The problem with this line of thinking is, lines of code written and later deleted aren’t the best indicator of efficiency. It’s time and cost–how quickly is value delivered with how much effort.
One challenge of BDUF is it presumes you know exactly what you want. Often you don’t really know until you have something concrete as a baseline. It may be more efficient to get something working first, even if it’s wrong, rather than to try to figure it all out on paper. Once you see something taking shape, you may get more clarity on how to define what you really do want. If you try to get everything perfect on paper first, there’s a good chance you’ll be wrong anyway, and it will take you longer to get to that point of clarity.
Another challege is edge cases. If you don’t define all your edge cases up front, you may have to rip up some of your code to account for them later. The other alternative, though, might result in more waste, in the form of edge cases that never happen in practice. Once I worked on a team that spent a significant amount of effort on edge cases that were purely hypothetical–if we had built the “happy path” first, we would have had a better idea of which edge cases were worth the effort.
Finally, there’s premature generalization.
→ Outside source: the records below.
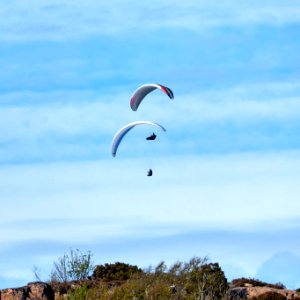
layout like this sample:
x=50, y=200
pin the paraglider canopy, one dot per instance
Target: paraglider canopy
x=141, y=92
x=125, y=129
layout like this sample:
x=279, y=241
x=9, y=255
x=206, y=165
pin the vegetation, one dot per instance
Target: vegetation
x=75, y=278
x=255, y=282
x=271, y=296
x=195, y=279
x=73, y=266
x=116, y=271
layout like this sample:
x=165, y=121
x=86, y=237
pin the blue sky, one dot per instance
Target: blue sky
x=226, y=172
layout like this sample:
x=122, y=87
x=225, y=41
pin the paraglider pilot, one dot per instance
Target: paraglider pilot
x=152, y=137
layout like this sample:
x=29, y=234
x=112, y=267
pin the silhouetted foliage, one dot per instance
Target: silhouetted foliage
x=116, y=271
x=73, y=266
x=240, y=282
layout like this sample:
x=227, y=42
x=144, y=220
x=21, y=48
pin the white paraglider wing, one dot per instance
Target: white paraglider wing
x=144, y=90
x=124, y=130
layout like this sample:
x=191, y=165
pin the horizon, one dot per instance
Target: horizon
x=226, y=175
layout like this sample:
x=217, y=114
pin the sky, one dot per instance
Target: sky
x=226, y=173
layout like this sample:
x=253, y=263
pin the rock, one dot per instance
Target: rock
x=32, y=291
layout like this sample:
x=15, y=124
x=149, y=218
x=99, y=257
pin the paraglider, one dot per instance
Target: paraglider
x=141, y=92
x=152, y=137
x=125, y=129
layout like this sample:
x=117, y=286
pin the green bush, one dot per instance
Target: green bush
x=271, y=296
x=116, y=271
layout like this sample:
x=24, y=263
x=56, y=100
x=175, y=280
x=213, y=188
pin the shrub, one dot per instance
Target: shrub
x=116, y=271
x=271, y=296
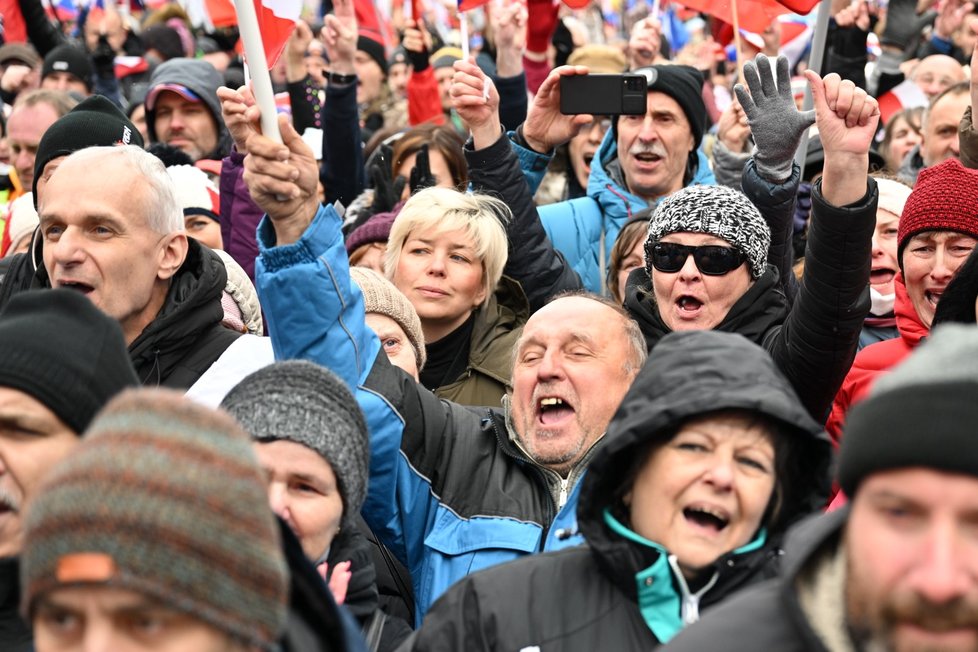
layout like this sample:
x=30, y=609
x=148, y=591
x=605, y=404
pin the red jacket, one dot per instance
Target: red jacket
x=876, y=358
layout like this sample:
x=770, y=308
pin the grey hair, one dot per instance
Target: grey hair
x=638, y=351
x=164, y=214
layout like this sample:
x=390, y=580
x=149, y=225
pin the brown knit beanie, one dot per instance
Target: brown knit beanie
x=163, y=497
x=382, y=297
x=945, y=198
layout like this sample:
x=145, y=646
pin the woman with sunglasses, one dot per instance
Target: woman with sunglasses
x=710, y=259
x=708, y=460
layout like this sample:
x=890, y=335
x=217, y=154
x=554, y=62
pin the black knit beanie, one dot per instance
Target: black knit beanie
x=683, y=84
x=68, y=58
x=95, y=122
x=63, y=351
x=922, y=414
x=375, y=49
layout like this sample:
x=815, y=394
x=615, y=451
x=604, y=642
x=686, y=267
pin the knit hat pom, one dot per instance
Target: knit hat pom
x=718, y=211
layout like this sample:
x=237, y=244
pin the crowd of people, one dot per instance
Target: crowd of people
x=443, y=368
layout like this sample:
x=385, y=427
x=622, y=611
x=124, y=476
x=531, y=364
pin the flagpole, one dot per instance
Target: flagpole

If you build something simple first, with limited scope, you might end up rewriting it later to refactor as more use cases are introduced. Throwing that first iteration out might actually be less wasteful than trying to account for the future use cases too soon, though. If you build in extra layers of abstraction to account for hypothetical future use cases, building your first use cases is harder. Later, you may realize that your actual use cases are different than the ones you anticipated, and you’re stuck with the maintenance costs of the extra layers of abstraction. I’ve learned this the hard way after building generic platforms that only got used in a single use case.
Of course, this all assumes a typical webapp context, where the cost of rework is lower than the cost of avoiding said rework, and iterating with real users is cheap and low-risk. In a different context, when lives are at stake and failure cases can be objectively defined (embedded software in a car to control acceleration/braking) you would need a different approach.